NY mayor feels heat over shootings
NEW YORK-Gun violence has rocked the first three weeks of Eric Adams' tenure as New York mayor, piling pressure on the former police officer to deliver on his promise to improve public safety in the US' largest city.
A shooting in Harlem on Friday left one police officer dead and another in critical condition.
It was the latest flashpoint of the Democratic mayor's nascent rule, in which he has yet to present a comprehensive plan to rein in the crime he has decried.
"It is our city against the killers," said Adams, a retired police captain, on Friday night at Harlem Hospital, where the officers, who had been responding to a domestic disturbance, were taken following the shooting.
Recent shootings include one in which a girl, 11, was hit in the cheek by a stray bullet in the Bronx as she was in a parked car with her mother.
They are seen as part of a broader trend of gun violence fueled by the accessibility of firearms, against the backdrop of the social and economic toll of the pandemic.
And they are testing the new mayor's tough-on-crime campaign message while setting up a potential showdown with the left flank of his party over police funding and crime reduction strategies.
On Friday Adams urged federal action on gun control and called on New Yorkers to work with police to stem violence.
"No matter how painful this moment is, don't give up on these people in this city," he said.
"Twitter and Instagram and social media-they're not the people you're protecting," he said, in an apparent rebuke of his critics, many of whom are vocal online and have pushed to "defund" the NY Police Department, the country's largest.

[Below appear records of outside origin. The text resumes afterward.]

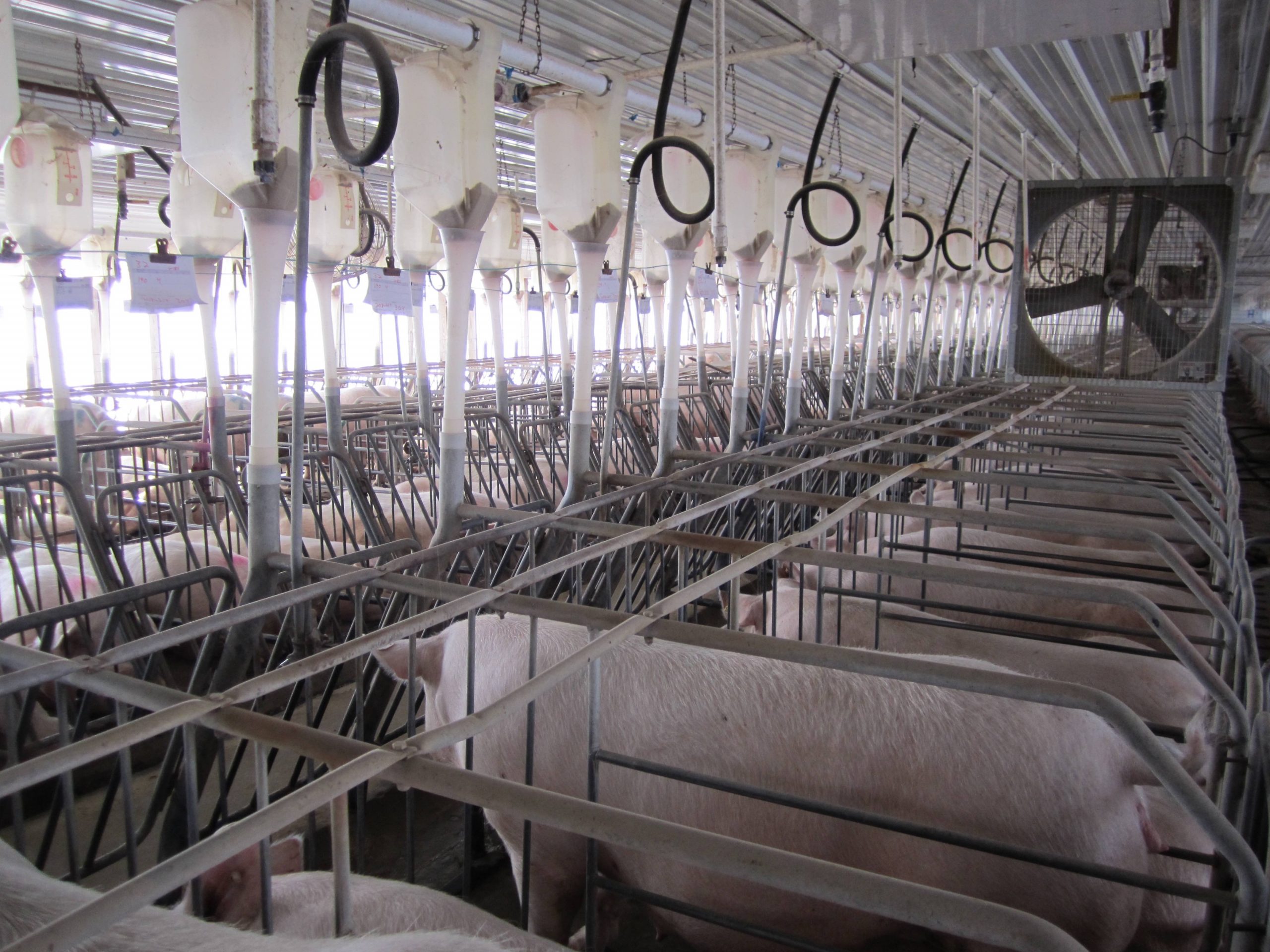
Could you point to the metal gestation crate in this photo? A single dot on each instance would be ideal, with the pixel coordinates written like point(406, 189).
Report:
point(308, 725)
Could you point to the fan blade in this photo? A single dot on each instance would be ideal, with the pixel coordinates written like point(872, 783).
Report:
point(1080, 294)
point(1142, 311)
point(1131, 250)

Now that call may be coming to a head as Adams prepares to negotiate a new city budget.
Last week he said he would consider exempting the police force, with a budget exceeding $5 billion, from citywide cost-cutting.
Last year police recorded 488 homicides in the city of nine million, 4.3 percent more than in 2020, but Jeffrey Butts, director of the research and evaluation center at the John Jay College of Criminal Justice, said that 25 years ago the number of homicides in New York was quadruple what it is today.
While he said he disagrees with the notion of "defunding the police," he also told Agence France-Presse that "more police funding is not an appropriate response".